CDC and its subsidiaries hold a total of approximately 35.60% of the issued share capital of the Company. As CDC holds approximately 70.72% of the shares of China Water Resources and Power, China Water Resources and Power is a subsidiary of CDC. Pursuant to the requirements of the Listing Rules, China Water Resources and Power is a connected person of the Company. Therefore, the Centralised Purchase constitutes continuing connected transactions of the Company. Connected Directors have abstained from voting on the above-mentioned continuing connected transactions.
The non-connected Directors and the independent non-executive Directors are of the view that the above-mentioned continuing connected transactions are conducted on normal commercial terms and are in the ordinary course of business of the Company. The independent non-executive Directors are of the view that the above-mentioned continuing connected transactions are fair and reasonable and are in the interests of the Company and the shareholders as a whole.

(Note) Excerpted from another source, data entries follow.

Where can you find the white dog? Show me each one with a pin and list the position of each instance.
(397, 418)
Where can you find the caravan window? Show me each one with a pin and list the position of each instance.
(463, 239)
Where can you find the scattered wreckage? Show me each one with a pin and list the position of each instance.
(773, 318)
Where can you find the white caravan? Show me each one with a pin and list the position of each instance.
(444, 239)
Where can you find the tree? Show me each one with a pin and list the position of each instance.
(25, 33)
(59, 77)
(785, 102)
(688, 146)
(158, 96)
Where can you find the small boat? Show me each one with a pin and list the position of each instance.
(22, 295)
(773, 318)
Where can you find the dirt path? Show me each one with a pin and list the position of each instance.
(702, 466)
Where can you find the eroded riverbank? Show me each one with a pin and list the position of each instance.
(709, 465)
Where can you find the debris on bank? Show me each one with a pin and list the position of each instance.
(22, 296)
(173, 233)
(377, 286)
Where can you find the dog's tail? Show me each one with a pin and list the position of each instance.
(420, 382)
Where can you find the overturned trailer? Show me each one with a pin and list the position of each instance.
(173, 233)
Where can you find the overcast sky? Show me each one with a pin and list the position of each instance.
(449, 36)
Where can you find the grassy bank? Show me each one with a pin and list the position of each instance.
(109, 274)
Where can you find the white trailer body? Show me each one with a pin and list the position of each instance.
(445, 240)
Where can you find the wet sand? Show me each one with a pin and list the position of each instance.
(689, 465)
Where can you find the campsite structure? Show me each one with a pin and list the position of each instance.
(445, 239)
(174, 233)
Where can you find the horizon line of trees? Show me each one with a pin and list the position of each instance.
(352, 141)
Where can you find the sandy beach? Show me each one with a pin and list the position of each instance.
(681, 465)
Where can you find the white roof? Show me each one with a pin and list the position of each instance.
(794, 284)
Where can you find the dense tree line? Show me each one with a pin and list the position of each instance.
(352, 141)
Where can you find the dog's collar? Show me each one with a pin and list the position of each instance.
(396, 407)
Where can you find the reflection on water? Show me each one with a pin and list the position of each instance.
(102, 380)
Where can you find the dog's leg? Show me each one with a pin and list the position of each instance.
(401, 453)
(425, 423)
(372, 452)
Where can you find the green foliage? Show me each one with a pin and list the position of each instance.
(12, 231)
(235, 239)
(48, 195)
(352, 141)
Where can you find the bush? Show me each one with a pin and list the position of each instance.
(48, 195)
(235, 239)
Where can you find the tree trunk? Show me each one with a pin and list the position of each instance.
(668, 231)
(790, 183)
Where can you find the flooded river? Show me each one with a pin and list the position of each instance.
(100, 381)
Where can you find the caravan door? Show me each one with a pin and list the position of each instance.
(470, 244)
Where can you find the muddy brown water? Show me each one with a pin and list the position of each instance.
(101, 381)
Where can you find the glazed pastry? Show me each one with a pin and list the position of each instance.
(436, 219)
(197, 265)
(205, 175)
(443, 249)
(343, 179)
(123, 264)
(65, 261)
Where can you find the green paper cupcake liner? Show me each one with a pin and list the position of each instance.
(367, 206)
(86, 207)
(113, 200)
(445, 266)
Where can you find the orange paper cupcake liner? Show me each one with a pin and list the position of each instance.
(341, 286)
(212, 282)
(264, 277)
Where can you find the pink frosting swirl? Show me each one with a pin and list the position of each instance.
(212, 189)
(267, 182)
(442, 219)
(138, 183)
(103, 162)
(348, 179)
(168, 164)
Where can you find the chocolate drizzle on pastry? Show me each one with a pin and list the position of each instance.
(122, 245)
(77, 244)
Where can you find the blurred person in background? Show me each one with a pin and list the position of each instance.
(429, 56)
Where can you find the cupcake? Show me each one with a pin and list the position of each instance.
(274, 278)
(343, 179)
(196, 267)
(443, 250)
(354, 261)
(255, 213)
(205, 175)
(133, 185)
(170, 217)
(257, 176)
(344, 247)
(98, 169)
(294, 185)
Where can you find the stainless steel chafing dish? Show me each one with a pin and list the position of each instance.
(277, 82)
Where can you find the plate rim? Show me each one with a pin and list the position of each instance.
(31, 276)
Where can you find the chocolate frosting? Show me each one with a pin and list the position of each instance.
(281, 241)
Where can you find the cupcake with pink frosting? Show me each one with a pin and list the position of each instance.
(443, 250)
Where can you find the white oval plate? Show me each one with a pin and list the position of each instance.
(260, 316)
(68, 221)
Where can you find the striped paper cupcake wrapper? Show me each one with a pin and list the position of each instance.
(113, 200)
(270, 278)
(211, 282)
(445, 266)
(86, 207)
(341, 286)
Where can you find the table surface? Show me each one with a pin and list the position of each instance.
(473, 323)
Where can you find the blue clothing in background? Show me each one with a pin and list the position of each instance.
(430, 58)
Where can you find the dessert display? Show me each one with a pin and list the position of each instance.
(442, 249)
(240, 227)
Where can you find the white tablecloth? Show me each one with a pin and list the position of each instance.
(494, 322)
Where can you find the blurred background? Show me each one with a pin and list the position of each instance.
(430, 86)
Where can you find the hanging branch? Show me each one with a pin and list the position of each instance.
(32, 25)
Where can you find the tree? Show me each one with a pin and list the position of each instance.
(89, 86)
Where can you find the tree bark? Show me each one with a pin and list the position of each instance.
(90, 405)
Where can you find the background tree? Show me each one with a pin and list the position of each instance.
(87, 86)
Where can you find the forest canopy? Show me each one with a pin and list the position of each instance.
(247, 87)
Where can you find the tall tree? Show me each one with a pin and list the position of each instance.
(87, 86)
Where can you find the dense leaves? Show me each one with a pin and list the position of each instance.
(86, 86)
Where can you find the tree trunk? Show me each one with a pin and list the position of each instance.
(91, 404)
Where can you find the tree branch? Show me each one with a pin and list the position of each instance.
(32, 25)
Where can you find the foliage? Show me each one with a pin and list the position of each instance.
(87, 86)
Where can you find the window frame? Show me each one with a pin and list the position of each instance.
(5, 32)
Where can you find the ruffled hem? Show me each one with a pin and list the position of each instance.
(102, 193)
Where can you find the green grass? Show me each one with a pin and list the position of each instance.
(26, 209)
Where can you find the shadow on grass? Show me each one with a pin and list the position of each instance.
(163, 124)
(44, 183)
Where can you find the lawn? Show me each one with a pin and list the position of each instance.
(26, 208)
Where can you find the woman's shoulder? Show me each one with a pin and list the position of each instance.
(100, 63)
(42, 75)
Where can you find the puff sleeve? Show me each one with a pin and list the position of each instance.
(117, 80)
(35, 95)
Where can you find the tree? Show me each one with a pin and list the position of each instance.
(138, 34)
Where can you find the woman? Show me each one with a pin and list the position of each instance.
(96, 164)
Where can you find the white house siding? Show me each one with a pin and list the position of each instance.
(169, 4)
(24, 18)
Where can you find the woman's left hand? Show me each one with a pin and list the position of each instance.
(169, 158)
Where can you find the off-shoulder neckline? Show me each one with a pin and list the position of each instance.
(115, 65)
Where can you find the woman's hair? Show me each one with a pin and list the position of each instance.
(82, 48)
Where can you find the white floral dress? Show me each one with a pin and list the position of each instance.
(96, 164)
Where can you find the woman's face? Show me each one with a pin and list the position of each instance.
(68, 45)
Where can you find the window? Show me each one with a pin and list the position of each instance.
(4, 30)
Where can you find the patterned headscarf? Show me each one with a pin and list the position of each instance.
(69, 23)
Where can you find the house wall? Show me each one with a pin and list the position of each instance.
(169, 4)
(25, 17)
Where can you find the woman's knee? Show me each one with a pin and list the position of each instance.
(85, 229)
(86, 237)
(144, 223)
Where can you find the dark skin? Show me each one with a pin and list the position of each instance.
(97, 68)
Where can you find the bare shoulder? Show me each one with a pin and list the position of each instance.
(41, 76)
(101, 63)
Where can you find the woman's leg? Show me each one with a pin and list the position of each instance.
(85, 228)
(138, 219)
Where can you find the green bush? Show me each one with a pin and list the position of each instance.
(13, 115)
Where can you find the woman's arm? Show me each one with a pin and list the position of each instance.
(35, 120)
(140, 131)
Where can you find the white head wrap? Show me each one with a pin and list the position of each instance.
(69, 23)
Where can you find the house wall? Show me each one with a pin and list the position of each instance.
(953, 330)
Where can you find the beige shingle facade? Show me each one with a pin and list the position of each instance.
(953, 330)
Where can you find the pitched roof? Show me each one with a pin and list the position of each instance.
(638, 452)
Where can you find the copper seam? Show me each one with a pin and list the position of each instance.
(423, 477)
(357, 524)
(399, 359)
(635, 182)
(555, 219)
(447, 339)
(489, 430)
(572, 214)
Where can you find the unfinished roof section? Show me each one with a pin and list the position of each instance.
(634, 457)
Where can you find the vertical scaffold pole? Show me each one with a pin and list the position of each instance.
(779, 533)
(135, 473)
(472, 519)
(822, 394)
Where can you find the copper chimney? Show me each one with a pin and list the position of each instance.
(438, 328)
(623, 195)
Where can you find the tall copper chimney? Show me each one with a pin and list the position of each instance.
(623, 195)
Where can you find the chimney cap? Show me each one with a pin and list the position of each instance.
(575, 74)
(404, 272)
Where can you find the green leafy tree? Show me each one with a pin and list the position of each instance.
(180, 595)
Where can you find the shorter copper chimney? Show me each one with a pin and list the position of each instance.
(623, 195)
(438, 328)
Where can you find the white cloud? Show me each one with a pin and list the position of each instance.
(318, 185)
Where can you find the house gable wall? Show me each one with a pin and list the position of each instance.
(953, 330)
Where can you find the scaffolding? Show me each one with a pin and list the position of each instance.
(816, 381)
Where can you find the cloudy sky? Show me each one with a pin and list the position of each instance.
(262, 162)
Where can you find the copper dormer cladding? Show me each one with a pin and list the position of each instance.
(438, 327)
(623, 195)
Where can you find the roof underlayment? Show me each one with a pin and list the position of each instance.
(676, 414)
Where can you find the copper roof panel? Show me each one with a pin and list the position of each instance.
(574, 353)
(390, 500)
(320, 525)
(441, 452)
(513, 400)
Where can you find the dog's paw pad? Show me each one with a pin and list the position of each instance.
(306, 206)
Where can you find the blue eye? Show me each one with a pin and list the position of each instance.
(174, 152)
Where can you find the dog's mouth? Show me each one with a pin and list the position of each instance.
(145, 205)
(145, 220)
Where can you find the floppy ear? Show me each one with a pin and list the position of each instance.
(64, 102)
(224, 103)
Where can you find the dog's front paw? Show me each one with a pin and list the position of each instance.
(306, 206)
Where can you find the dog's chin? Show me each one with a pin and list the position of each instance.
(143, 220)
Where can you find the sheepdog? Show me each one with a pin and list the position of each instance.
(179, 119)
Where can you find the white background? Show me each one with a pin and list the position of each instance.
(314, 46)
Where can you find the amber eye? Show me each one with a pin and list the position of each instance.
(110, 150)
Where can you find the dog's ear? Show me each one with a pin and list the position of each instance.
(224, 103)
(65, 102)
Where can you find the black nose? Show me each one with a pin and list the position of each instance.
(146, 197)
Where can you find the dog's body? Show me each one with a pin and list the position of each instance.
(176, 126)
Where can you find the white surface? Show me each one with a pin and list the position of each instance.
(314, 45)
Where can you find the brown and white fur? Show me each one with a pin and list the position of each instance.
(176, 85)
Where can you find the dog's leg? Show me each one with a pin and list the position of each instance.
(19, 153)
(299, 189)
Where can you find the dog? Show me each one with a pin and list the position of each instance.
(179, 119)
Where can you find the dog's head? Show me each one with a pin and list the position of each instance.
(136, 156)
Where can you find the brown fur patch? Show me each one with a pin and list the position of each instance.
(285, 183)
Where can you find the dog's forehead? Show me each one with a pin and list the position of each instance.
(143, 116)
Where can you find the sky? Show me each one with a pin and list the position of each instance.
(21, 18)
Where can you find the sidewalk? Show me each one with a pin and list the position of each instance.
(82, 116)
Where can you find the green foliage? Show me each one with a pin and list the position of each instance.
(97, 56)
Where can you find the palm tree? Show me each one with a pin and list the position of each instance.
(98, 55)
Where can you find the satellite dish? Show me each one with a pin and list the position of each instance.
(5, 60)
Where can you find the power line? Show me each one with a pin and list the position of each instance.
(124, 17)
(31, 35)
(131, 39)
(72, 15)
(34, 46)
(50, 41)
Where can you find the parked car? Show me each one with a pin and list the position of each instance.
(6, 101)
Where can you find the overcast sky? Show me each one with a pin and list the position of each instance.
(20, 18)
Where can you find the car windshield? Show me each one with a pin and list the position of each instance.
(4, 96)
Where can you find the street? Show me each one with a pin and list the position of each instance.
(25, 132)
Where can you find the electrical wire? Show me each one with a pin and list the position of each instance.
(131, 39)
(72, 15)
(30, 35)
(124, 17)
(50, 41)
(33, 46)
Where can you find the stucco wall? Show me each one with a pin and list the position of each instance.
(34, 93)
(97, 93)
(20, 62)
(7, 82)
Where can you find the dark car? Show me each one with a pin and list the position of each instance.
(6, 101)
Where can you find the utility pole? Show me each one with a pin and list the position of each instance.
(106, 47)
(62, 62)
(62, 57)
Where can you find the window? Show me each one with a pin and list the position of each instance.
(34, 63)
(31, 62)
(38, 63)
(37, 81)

Further announcement relating to the details of the purchase agreement will be made in accordance with the Rules of the Shanghai Stock Exchange for the Listing of Securities and the Listing Rules of the Stock Exchange when the purchase agreement is officially entered into between the Company and China Water Resources and Power.
By Order of the Board
Zhou Gang
Secretary to the Board
Beijing, the PRC, 17 August 2009
As at the date of this announcement, the Directors of the Company are:Zhai Ruoyu, Hu Shengmu, Cao Jingshan, Fang Qinghai, Zhou Gang, Liu Haixia,Guan Tiangang, Su Tiegang, Ye Yonghui, Li Gengsheng, Xie Songlin*, Liu Chaoan*,
Yu Changchun*, Xia Qing* and Li Hengyuan*.